Die Untergangspropheten berufen sich dabei auf Ludwig von Mises (1881 bis 1973). Der österreichische Ökonom beschrieb ein Phänomen, das auch als "Katastrophenhausse" bezeichnet wird. Sie wird befeuert von der Angst der Anleger, ihr Geld könne an Wert verlieren. Von Mises gilt als radikaler Liberaler und wichtiger Vertreter der Österreichischen Schule. Selbst Hayek und Friedman nannte er einen "Haufen von Sozialisten".
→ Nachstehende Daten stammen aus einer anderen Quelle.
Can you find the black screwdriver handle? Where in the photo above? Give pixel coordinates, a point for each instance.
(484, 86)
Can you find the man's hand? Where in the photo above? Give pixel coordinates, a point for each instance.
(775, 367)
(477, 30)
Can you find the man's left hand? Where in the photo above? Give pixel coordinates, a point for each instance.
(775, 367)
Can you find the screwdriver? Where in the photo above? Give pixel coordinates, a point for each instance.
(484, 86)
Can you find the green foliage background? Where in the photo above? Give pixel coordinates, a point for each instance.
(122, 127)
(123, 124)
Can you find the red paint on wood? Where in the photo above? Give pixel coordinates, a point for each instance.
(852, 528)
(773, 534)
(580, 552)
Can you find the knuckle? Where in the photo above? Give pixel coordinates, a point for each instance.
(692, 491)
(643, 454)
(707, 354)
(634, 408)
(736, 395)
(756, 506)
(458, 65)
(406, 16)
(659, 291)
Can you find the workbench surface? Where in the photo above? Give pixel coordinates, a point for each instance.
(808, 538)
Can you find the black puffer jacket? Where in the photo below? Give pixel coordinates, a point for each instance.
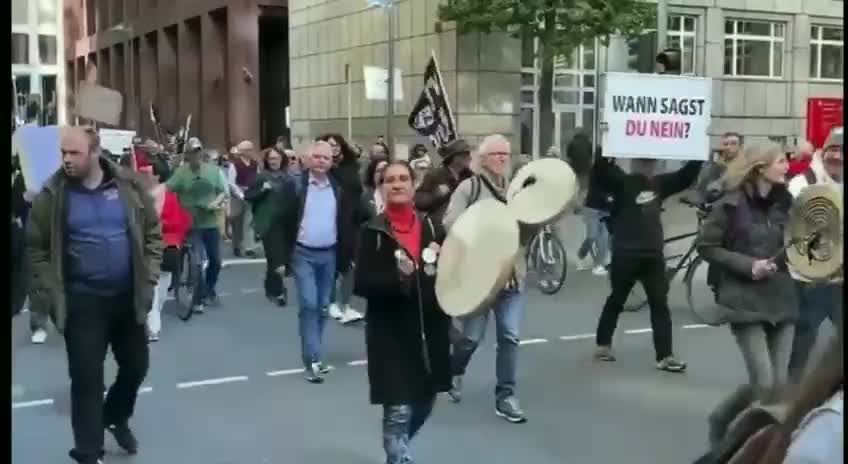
(741, 228)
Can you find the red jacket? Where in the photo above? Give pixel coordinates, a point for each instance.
(797, 166)
(176, 221)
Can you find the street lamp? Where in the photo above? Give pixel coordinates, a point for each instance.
(388, 6)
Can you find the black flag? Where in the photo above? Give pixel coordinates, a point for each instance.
(431, 116)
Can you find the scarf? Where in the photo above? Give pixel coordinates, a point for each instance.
(405, 227)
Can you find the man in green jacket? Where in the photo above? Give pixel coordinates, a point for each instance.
(95, 247)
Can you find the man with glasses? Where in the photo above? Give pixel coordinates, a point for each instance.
(492, 181)
(817, 301)
(202, 190)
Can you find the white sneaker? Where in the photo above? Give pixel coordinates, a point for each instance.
(335, 312)
(39, 336)
(351, 315)
(584, 264)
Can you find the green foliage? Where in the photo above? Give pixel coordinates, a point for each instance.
(576, 21)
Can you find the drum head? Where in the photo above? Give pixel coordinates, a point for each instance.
(541, 191)
(476, 258)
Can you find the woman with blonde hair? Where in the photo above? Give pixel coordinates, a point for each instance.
(742, 239)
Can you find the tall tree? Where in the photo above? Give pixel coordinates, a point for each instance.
(561, 27)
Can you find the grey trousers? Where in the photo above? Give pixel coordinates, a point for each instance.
(766, 350)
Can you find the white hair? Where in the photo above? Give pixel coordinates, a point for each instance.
(485, 148)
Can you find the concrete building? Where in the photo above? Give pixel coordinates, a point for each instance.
(198, 57)
(37, 50)
(765, 58)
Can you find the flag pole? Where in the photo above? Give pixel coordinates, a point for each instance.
(442, 83)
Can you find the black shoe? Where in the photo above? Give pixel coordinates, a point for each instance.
(322, 368)
(124, 436)
(311, 376)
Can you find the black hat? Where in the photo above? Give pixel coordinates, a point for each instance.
(457, 147)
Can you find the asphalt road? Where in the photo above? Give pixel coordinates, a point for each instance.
(225, 389)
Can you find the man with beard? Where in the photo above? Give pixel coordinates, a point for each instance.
(707, 187)
(823, 300)
(434, 193)
(95, 269)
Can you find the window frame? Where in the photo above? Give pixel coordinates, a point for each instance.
(771, 39)
(682, 34)
(817, 42)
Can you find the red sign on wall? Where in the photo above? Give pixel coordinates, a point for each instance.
(823, 114)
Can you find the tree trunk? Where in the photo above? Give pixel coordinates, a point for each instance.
(546, 86)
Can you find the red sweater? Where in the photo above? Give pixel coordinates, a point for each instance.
(176, 221)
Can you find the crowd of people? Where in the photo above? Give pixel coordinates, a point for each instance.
(340, 227)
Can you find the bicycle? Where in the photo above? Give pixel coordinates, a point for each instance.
(688, 261)
(187, 281)
(546, 254)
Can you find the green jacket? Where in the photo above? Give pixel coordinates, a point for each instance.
(45, 245)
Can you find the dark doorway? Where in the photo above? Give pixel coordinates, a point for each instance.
(273, 78)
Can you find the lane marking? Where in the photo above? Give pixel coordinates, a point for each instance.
(241, 261)
(32, 404)
(203, 383)
(284, 372)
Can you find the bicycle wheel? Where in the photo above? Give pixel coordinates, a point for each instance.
(700, 296)
(551, 265)
(187, 280)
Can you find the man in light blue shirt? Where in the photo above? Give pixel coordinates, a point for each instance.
(317, 232)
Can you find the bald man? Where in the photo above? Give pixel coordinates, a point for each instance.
(320, 228)
(96, 272)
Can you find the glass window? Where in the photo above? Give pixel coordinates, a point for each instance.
(826, 53)
(20, 48)
(47, 12)
(755, 49)
(47, 49)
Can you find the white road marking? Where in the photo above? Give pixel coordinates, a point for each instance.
(32, 404)
(240, 261)
(284, 372)
(203, 383)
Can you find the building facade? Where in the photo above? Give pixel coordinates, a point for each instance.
(766, 58)
(37, 50)
(186, 57)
Vereinfacht gesagt geht es bei der "Katastrophenhausse" um Folgendes: Weil die Zentralbanken weltweit die Notenpresse anwerfen, ist das gedruckte Geld immer weniger wert. Aus Furcht vor massiver Geldentwertung flüchten die Anleger in Sachwerte. Dies treibt wiederum die Preise für Aktien, Immobilien oder Gold in die Höhe - aber nur so lange, bis die Blase endgültig platzt. Das klingt beunruhigend. Nicht nur Spinner, sondern auch mancher ernst zu nehmende Experte warnt vor einer Blase infolge hoher Inflationsraten.